Now, let's say none of the above teams can do it. I would go for any of the following teams IF they follow the formula I put forth. (I had to get a little outside the box, but remember, I have to sell the public on these teams.)
Cleveland Browns: The Browns would be terrific in a low-budget horror movie kind of way. You know, an ensemble cast featuring actors nobody has ever heard of. And slowly, they get picked off, one by one, by some maniac in a Dawg Pound mask whose weapon of choice is a big bone? That would be cool.

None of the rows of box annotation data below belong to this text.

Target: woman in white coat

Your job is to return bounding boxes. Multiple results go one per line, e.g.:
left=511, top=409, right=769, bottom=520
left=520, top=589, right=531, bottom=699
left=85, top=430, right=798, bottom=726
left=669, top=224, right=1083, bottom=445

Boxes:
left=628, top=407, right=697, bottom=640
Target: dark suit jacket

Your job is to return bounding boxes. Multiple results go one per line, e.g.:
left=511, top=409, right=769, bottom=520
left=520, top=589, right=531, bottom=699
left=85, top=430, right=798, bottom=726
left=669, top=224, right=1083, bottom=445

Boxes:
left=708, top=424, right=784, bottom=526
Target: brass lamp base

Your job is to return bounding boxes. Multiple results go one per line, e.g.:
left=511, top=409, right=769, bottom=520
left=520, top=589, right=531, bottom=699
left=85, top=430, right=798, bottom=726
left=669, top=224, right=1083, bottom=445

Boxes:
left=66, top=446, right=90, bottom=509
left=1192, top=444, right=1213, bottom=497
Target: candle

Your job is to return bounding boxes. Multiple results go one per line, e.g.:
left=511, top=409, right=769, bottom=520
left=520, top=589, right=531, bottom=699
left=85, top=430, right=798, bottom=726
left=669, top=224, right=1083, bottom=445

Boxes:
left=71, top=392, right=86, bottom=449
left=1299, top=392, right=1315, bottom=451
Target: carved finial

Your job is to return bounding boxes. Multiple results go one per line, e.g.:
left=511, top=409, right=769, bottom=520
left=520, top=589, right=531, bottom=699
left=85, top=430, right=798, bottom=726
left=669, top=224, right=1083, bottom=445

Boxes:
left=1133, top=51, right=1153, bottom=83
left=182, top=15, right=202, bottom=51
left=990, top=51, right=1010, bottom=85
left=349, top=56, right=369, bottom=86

Cincinnati Bengals: I'd like to see Cincy again, but only if you call it "Bengals Hard Knocks: Road House" and it takes place in a bar where Andy Dalton is the lead bouncer (Dalton!). He gets the girl and closes the movie by ripping out the heart of the bad guy (Ochocinco? T.O.? Mike Brown?).
Miami Dolphins: The Fins can be on "Hard Knocks," but Stephen Ross must be the star. It will be like "Contagion," except instead of spreading a virus, Ross just alienates everyone he comes in contact with. Eventually, players and coaches are all wearing surgical masks and gloves as they run away from Ross. In the end, it's just him, J. Lo, Gloria Estefan and Jimmy Buffett at a board room table discussing a plan to merge with the Buccaneers.